Something I’m sure the owner—who’s probably paying astronomical prices to heat the place—wouldn’t be too pleased about. But I am. The blast of heat is the first welcome bit of ambiance this town has given me.
If I hadn’t listened to that pesky little voice inside my head that keeps telling me not to take on more clients, I’d be basking in California sunshine and having sushi and sake lunch meetings.
Okay. Maybe not basking. I don’t remember ever having basked before.
But I’d be working, and that’s as basking as I get.
And the new client would be a great challenge.
He’s a good actor. Has loads of potential.
And his current agent was the one who reached out wanting to offer him up.

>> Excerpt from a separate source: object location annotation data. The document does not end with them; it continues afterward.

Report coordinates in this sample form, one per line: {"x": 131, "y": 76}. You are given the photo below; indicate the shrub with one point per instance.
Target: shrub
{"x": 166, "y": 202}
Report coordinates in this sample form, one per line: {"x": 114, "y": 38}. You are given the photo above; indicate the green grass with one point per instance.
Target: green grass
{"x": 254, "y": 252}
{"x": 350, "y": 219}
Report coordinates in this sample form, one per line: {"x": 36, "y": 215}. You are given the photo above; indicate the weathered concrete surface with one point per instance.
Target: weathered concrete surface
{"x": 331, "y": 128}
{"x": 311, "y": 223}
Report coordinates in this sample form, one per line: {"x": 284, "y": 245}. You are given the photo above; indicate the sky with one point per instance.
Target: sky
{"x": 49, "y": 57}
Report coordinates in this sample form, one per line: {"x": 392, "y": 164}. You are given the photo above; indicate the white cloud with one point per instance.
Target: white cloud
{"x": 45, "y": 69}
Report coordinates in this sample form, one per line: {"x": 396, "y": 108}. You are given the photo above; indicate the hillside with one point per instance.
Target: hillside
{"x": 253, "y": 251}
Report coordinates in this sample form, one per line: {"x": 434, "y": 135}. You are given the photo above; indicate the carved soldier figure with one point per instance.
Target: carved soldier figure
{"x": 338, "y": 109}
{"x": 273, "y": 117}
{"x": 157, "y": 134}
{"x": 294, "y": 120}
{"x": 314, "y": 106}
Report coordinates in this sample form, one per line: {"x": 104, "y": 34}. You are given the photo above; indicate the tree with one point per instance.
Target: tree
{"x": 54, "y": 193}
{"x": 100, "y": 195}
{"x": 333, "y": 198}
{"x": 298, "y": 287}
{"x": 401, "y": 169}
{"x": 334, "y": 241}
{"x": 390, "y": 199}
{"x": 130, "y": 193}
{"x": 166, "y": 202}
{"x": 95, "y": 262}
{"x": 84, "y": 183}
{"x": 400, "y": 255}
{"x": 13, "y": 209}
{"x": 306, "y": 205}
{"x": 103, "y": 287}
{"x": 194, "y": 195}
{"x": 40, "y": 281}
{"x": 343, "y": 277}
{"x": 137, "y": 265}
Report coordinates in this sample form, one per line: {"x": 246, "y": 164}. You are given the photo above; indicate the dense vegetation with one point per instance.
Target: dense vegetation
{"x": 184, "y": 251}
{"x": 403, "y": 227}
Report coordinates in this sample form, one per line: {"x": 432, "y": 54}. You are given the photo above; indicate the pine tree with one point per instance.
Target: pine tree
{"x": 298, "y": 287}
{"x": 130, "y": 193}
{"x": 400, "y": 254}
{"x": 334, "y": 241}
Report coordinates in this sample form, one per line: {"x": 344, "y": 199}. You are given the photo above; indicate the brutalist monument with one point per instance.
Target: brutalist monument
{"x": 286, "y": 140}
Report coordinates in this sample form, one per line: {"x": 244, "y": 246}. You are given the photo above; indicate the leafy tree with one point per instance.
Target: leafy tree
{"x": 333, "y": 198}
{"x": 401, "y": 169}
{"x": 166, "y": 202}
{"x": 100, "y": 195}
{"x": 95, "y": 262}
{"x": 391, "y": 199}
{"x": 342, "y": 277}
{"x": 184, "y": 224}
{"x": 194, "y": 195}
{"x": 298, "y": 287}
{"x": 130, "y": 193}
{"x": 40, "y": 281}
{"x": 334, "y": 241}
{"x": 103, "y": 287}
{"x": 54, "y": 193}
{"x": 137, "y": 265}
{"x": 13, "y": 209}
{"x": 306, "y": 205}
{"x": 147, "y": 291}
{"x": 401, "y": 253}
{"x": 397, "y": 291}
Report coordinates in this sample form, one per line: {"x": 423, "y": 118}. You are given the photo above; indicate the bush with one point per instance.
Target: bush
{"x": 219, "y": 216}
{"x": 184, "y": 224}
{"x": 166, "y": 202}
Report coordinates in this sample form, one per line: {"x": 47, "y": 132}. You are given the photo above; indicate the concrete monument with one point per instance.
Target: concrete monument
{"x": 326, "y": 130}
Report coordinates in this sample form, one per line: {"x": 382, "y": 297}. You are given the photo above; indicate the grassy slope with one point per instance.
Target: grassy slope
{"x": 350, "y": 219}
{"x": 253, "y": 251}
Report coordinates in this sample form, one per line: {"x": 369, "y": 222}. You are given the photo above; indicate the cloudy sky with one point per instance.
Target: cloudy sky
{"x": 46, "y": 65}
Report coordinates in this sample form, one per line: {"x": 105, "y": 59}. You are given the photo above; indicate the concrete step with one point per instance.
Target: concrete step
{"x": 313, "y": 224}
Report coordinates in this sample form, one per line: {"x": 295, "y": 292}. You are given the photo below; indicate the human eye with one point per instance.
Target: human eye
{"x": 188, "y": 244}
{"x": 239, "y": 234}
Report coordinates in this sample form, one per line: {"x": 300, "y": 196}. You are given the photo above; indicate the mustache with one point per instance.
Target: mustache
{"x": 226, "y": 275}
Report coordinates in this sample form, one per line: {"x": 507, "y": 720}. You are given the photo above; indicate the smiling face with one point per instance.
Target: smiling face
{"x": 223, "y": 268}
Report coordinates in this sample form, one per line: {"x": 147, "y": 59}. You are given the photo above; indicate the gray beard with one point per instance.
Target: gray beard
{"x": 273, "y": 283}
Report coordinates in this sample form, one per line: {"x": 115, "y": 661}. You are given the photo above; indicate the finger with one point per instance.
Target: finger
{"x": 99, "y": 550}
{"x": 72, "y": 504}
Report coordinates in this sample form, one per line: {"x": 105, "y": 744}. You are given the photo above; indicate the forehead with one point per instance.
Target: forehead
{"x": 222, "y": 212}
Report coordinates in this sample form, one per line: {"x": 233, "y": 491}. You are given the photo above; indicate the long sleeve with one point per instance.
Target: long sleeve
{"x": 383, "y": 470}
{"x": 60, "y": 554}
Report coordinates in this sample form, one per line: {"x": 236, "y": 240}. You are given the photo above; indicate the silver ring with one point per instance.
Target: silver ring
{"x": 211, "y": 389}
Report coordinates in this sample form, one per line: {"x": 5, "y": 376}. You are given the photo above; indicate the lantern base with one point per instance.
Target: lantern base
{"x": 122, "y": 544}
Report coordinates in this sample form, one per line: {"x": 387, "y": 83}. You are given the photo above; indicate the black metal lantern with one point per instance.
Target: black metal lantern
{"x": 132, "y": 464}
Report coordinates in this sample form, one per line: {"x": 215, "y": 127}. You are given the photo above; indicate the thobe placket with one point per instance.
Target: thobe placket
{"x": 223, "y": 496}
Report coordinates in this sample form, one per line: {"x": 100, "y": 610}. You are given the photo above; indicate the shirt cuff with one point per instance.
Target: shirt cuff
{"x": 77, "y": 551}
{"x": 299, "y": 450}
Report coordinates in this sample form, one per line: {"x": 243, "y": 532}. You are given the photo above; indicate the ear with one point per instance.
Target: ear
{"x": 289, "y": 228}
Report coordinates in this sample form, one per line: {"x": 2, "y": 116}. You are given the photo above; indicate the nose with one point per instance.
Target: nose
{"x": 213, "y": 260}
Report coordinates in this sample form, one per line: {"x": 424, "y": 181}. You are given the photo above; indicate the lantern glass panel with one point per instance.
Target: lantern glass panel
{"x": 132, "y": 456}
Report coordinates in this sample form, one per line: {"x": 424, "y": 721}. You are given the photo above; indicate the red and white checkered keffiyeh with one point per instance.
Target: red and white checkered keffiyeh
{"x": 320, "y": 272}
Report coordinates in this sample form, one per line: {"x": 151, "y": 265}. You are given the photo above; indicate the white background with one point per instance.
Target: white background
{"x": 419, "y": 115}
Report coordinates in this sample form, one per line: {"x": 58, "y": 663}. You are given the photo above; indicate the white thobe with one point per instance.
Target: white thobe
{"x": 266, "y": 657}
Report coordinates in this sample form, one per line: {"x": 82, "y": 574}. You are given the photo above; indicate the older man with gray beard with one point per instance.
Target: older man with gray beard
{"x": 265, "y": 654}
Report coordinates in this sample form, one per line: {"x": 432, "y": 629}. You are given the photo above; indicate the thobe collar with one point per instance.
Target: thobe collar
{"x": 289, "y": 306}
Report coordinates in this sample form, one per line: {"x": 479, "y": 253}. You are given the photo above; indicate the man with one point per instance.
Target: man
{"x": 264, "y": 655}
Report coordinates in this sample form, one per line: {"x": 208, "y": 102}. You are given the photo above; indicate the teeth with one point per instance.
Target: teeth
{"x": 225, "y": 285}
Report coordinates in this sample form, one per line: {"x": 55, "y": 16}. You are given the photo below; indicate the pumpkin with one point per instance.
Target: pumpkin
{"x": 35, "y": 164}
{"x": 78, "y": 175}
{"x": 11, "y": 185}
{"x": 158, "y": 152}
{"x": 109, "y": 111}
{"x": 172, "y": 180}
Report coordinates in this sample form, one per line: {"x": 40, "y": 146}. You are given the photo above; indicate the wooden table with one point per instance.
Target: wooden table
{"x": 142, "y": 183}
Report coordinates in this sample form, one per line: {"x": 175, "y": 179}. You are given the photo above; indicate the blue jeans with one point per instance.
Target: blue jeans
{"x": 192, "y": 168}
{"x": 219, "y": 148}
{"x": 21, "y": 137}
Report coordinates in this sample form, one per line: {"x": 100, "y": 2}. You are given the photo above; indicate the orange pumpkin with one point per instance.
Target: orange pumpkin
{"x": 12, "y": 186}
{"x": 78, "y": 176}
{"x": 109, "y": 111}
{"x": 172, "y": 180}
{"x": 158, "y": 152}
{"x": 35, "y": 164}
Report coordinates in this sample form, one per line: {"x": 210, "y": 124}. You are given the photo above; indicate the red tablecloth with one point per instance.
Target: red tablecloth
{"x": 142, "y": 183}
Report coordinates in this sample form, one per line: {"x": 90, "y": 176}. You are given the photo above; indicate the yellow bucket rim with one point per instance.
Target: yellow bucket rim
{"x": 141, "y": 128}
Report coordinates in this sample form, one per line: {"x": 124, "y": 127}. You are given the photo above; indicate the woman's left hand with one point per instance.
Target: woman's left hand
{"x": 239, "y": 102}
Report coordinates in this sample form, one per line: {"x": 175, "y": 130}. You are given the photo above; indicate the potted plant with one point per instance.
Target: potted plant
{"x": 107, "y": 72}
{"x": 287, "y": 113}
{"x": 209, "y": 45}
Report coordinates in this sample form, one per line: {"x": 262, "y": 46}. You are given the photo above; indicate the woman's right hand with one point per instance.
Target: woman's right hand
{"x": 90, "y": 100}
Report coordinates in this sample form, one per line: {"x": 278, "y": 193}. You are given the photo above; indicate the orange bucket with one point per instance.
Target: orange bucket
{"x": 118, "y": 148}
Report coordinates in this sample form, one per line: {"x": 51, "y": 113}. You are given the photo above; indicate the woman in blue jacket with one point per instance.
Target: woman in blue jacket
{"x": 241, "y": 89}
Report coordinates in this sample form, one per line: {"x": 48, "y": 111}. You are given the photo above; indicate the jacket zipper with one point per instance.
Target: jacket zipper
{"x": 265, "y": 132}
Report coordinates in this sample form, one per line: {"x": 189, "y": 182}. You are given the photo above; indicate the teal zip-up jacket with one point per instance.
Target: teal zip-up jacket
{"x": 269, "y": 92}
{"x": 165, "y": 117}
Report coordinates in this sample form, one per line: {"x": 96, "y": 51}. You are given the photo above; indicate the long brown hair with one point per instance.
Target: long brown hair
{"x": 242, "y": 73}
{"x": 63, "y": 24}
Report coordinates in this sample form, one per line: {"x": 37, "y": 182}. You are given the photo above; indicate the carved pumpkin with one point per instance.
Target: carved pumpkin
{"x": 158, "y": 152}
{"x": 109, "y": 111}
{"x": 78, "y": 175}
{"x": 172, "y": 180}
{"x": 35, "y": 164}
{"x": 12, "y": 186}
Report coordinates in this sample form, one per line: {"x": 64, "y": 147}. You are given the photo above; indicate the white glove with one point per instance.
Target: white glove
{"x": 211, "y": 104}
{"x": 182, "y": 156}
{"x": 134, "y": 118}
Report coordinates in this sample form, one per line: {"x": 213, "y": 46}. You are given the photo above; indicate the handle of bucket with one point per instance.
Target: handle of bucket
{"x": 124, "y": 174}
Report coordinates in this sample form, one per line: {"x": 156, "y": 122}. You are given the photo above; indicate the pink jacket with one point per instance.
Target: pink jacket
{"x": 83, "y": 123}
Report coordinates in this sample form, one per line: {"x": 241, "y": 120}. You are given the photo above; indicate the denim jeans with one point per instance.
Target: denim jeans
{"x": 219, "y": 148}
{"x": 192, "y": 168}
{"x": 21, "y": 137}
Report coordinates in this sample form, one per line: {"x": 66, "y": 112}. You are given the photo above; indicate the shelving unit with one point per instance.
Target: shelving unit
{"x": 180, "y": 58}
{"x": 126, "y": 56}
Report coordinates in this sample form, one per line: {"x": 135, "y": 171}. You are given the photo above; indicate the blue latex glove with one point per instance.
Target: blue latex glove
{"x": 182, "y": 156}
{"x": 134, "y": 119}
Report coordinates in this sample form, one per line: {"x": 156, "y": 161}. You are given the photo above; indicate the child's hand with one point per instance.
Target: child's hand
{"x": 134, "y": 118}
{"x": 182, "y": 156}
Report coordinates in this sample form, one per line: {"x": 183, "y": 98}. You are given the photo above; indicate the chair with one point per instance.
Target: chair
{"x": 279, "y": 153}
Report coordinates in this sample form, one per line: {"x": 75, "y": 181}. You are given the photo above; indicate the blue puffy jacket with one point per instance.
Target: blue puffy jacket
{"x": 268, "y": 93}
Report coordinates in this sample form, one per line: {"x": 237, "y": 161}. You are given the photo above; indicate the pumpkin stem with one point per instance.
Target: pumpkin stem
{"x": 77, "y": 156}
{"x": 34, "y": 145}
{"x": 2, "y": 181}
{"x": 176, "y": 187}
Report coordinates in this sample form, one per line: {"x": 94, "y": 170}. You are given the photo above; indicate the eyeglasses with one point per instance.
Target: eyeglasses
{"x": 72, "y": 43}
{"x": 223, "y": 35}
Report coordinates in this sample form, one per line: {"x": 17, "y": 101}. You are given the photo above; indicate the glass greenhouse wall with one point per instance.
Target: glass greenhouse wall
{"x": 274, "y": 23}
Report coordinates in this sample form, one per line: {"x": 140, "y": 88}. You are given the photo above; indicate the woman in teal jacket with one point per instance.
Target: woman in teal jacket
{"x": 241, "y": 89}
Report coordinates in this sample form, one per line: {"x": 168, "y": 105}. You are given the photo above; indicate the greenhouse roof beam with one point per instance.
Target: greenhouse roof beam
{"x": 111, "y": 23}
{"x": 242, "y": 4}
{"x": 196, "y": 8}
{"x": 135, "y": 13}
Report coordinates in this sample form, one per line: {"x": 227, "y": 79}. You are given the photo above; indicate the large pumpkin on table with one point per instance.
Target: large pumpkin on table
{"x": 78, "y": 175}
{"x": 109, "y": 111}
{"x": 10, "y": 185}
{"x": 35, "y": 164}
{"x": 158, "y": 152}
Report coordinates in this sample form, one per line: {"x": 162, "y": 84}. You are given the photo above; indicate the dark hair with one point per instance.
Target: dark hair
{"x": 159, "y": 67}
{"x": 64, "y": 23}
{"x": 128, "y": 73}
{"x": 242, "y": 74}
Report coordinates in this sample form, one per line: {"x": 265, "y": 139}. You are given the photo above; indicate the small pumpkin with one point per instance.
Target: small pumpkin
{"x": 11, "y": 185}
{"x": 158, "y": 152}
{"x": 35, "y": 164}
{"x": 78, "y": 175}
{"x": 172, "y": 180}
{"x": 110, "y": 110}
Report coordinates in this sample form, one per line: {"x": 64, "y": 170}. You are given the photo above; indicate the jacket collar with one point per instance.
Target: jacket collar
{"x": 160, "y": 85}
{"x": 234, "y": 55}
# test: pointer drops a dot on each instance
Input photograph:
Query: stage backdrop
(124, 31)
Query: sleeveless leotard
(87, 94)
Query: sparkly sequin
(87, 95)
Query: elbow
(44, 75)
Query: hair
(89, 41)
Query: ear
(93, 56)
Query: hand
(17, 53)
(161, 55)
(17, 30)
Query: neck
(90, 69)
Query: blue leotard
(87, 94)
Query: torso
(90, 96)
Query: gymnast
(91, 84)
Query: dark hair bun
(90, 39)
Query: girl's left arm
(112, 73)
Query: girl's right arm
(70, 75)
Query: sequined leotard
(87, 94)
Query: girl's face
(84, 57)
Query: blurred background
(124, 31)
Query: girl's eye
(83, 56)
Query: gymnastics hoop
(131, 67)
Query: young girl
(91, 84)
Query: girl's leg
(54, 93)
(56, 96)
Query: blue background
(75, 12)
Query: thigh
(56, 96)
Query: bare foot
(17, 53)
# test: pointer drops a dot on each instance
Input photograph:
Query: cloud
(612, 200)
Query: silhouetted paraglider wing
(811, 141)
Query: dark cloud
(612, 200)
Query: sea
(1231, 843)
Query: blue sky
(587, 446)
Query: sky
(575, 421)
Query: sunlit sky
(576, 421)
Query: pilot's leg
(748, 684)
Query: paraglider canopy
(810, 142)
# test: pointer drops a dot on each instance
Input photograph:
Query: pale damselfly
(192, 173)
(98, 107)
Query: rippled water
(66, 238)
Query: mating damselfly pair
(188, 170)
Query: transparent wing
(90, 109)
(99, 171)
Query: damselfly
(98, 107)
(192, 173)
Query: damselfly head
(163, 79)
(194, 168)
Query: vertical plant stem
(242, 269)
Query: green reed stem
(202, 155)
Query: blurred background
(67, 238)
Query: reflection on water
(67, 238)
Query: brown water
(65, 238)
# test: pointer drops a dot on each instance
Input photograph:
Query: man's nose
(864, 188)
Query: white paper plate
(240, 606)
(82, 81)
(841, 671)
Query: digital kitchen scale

Unusual in my line of business, but his agent is relatively new and doesn’t think she has the resources and connections to do her client justice. Got to respect that.
“Oh. My. God.” Amanda elbows me hard in the ribs. “Look.” She points toward the other side of the door, where the wall of customers in front of us had been blocking the view.
“Is that a dog?”
It’s a rhetorical question—anyone can see the lump of fur is indeed a dog—but I’m confused as to why it’s lying in a snowbank directly in front of a bakery entrance and no one in line before us mentioned it. “Is it dead?”
Just then, the large animal lifts its head, looks at me, and, as if finding me just as unappealing as I find this small-town Christmas-time excursion, flops back down onto its snow pillow.
Amanda rolls her eyes. “I was talking about that.” She jabs her finger again, this time clearly pointing at a foldable chalkboard sign sitting behind the dog. “Isn’t that the most amazing thing you’ve ever seen?”
Fearing another jab, I move out of elbow range—and closer to the warm air escaping the bakery—and read the handwritten menu, festooned with doodled ornaments and candy canes.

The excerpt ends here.